Enzymatische Assays und Kinetik
Definition:
quantitative Bestimmung der Aktivität von Enzymen und deren Kinetik
Details:
- Michaelis-Menten Kinetik: \[ v = \frac{{V_{max} [S]}}{{K_m + [S]}} \]
- Lineweaver-Burk Plot: doppelt reziproke Darstellung
- Parameter:
- \(V_{max}\): maximale Reaktionsgeschwindigkeit
- \(K_m\): Michaelis-Konstante
- \(k_{cat}\): Umsatzzahl (\(k_{cat} = \frac{{V_{max}}}{{[E_t]}}\))

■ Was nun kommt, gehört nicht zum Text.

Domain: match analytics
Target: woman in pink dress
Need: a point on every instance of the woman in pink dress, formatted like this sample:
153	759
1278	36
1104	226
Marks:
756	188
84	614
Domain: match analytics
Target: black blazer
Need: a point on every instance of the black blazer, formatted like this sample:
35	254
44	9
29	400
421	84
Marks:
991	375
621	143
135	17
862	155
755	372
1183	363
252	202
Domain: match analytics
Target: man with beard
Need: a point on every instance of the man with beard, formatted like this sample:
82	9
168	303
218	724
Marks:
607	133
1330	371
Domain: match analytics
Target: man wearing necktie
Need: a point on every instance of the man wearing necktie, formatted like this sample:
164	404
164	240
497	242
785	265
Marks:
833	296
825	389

- Inhibitoren-Typen: kompetitiv, unkompetitiv, nicht-kompetitiv
- Beispiel für kompetitive Hemmung: \[ v = \frac{{V_{max} [S]}}{{K_m (1 + \frac{{[I]}}{{K_i}}) + [S]}} \]
- Experimenteller Ablauf: Enzym + Substrat mischen, Reaktionsverlauf messen (z.B. Absorption/Fluoreszenz)

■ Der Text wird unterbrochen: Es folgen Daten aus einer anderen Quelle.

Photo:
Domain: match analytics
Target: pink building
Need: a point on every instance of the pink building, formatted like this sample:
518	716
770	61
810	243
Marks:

CRISPR-Cas9 für Geneditierung
Definition:
CRISPR-Cas9 eine Methode zur gezielten Geneditierung, die Bakterien zur Abwehr von Viren verwenden.
Details:
- Cas9-Protein: Schneidet DNA an spezifischen Stellen
- Guide-RNA (gRNA): Bindet an Ziel-DNA-Sequenz
- Doppelstrangbruch (DSB) durch Cas9, repariert durch zelleigene Mechanismen
- NHEJ (Nicht-homologe End-Verknüpfung): Kann zu Indels führen
- HDR (Homologie-gerichtete Reparatur): Ermöglicht präzise Einfügung von DNA-Sequenzen
- Anwendung: Krankheitsforschung, Landwirtschaft, Biotechnologie
Massenspektrometrie für die Proteinanalyse
Definition:
Massenspektrometrie (MS) zur Identifizierung und Quantifizierung von Proteinen durch Messung des Verhältnisses Masse/Ladung (m/z) von Peptidfragmenten.
Details:
- Probenvorbereitung: Proteinextraktion, Verdau mit Trypsin
- Ionisationsmethoden: MALDI, ESI
- Massenspektrometer-Typen: TOF, Orbitrap, Ionenfallen
- Analyse: Peptid-Massenfingerprinting (PMF), Tandem-MS (MS/MS)
- Datenbankabgleich für Proteinidentifikation: z.B. Mascot
- Quantifizierung: Label-free, SILAC, TMT
Zellkulturtechniken
Definition:
Techniken, um Zellen außerhalb ihres natürlichen Umfelds unter kontrollierten Bedingungen zu kultivieren.
Details:
- Wichtig für Studien zur Zellphysiologie, Genexpression und Medikamententests.
- Erfordert sterile Bedingungen und spezielle Ausrüstung.
- Häufige Zellkulturen: Primärkulturen und Zelllinien.
- Parameter: Temperatur, pH, CO2, Nährstoffe.
- Methoden: Trypsinieren, Passagieren, Kryokonservierung.
- Verwendete Medien: DMEM, RPMI, FBS.
- Kontaminationskontrolle essenziell (z.B. Antibiotika).